Verweerder heeft het bezwaar bij besluit van 29 november 2001 ongegrond verklaard.
Tegen dit besluit heeft eiser beroep ingesteld bij de rechtbank.
Bij uitspraak van 12 juli 2002 heeft de rechtbank het beroep van eiser gegrond verklaard en daarbij onder meer bepaald dat verweerder een nieuw besluit op het bezwaarschrift van eiser diende te nemen.
Eiser heeft op 11 oktober 2002 beroep ingesteld tegen het uitblijven van een beslissing op zijn bezwaarschrift.
2. Overwegingen.
Ingevolge artikel 8:1, eerste lid, van de Algemene wet bestuursrecht (Awb) kan een belanghebbende tegen een besluit beroep instellen bij de rechtbank.
Op grond van artikel 6:2 van de Awb worden voor de toepassing van wettelijke voorschriften over bezwaar en beroep met een besluit gelijkgesteld:
a. de schriftelijke weigering een besluit te nemen, en
b. het niet tijdig nemen van een besluit.
Ingevolge artikel 7:10, eerste lid, van de Awb beslist het bestuursorgaan binnen zes weken of - indien een commissie als bedoeld in artikel 7:13 is ingesteld - binnen tien weken na ontvangst van een bezwaarschrift.
Uit het systeem van (afdeling 7.2) van de Awb volgt dat een bestuursorgaan tijdig op het bezwaar dient te beslissen, ook indien het het nemen van een nieuw besluit op bezwaar na vernietiging door de rechtbank betreft.
Vastgesteld kan worden dat verweerder niet tijdig op het bezwaar heeft beslist, zodat eisers beroep gegrond dient te worden verklaard.
De rechtbank ziet aanleiding te bepalen dat verweerder binnen zes weken na verzending van deze uitspraak een besluit op het bezwaar van eiser neemt. Voor het opleggen van een dwangsom ziet de rechtbank geen reden.
Vorenstaande leidt tot de volgende uitspraak.
3. Uitspraak.
De Rechtbank Middelburg,
verklaart het beroep gegrond;
vernietigt het fictieve besluit;
bepaalt dat verweerder binnen zes weken na verzending van deze uitspaak een besluit neemt op het bezwaarschrift van eiser;
bepaalt dat de Minister van Verkeer en Waterstaat aan eiser het door hem betaalde griffierecht ten bedrage van € 109,- (honderd en negen euro) vergoedt.
Aldus gewezen en in het openbaar uitgesproken op 12 december 2002
door mr. T. Damsteegt, in tegenwoordigheid van A.F. van Leest, griffier.

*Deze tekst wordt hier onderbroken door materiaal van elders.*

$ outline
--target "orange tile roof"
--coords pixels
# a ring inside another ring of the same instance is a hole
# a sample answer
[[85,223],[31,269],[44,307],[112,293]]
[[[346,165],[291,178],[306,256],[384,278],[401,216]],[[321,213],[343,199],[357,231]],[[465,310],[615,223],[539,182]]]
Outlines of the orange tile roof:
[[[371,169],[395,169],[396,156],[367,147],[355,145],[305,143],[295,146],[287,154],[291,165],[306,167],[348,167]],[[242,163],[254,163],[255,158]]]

w.g. A.F. van Leest w.g. mr. T. Damsteegt
Afschrift verzonden op:
Ingevolge artikel 8:55, eerste lid, van de Algemene wet bestuursrecht kan een belanghebbende tegen deze uitspraak verzet doen bij de rechtbank. Het doen van verzet geschiedt door een gemotiveerd verzetschrift in te dienen bij de rechtbank binnen een termijn van zes weken na de dag van verzending van deze uitspraak. De indiener van het verzetschrift kan daarbij vragen in de gelegenheid te worden gesteld over het verzet te worden gehoord.